Before disclosing this information, OSAS must enter into an agreement with the recipient of the information that limits who may use or receive the data and requires the recipient to agree not to re-identify the data or contact you. The agreement must contain assurances that the recipient of the information will use appropriate safeguards to prevent inappropriate use or disclosure of the information.

Uses and disclosures requiring your authorization

Uses and disclosures of your personal health information for purposes other than described above require your express authorization. For example, OSAS must obtain your authorization before disclosing your medical information to a life insurer or to an employer, except under special circumstances such as when disclosure to the employer is required by law. You have the right to revoke an authorization at any time, except to the extent OSAS has already relied on it in making an authorized use or disclosure. Your revocation of an authorization must be in writing.
If you choose to revoke an authorization, then we ask that you help us comply with your wishes by identifying the authorization in some way; e.g., by indicating who you authorized to receive information or the approximate time frame in which you signed the authorization.

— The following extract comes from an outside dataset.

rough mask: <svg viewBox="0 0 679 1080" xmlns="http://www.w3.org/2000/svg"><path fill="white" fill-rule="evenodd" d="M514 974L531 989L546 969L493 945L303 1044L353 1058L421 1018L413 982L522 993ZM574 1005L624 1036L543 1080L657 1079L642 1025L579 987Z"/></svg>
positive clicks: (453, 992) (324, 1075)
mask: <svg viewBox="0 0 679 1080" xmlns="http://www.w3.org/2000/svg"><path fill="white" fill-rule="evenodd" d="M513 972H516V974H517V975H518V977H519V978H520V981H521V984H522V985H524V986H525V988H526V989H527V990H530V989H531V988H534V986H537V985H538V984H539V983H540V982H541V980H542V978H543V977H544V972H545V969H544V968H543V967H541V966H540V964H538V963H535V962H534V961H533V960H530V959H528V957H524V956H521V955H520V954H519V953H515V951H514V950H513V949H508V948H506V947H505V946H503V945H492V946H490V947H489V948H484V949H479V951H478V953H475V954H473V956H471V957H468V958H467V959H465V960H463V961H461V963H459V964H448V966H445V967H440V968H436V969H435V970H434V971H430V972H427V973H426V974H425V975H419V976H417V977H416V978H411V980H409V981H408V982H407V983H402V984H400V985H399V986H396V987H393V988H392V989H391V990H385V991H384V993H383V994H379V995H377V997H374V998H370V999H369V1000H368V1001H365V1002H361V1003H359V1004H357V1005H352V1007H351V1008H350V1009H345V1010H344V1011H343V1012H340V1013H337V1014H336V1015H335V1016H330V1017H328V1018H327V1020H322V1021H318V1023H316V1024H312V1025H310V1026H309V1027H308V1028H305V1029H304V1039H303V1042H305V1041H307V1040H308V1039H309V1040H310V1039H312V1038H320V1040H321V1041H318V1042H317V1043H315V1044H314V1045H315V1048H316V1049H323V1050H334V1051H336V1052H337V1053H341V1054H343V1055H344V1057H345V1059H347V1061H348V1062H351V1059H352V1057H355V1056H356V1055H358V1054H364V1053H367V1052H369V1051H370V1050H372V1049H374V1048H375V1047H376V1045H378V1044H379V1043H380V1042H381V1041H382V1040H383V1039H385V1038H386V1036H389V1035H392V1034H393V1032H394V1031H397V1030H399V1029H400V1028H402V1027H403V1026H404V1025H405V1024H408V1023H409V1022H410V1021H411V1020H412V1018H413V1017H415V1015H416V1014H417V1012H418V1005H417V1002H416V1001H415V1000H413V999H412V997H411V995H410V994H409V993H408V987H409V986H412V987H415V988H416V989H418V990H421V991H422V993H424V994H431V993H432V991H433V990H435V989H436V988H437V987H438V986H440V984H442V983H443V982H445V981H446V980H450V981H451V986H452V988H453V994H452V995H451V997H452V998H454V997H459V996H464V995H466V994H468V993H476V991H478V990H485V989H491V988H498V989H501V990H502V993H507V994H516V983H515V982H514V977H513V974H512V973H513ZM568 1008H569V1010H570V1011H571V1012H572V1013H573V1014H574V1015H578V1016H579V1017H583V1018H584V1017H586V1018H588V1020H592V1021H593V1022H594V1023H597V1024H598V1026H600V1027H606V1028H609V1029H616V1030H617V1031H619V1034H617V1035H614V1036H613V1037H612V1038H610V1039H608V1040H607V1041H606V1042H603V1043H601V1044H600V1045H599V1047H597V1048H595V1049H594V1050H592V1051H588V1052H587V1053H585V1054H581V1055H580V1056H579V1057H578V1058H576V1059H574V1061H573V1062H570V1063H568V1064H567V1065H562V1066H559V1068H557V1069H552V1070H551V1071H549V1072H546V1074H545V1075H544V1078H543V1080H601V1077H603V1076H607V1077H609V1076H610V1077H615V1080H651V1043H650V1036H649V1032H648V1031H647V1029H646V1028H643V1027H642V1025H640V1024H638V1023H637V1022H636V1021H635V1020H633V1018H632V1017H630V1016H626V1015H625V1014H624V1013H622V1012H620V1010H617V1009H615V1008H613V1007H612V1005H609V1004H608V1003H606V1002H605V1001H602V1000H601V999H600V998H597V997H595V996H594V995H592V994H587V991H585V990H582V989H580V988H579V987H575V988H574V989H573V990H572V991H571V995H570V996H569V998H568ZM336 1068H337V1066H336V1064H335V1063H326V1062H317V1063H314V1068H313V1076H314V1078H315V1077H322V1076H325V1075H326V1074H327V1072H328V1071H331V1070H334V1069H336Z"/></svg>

Disclosures to Business Associates

OSAS contracts with outside companies that provide services for and to us, such as billing companies, management consultants, quality assurance reviewers, accountants or attorneys. In certain circumstances, OSAS may need to share your medical information with a business associate so it can perform a service on our behalf. OSAS will limit the disclosure of your information to a business associate to the amount of information that is the minimally necessary to perform services for OSAS. In addition, OSAS will have a written contract in place with the business associate requiring it to protect the privacy of your medical information.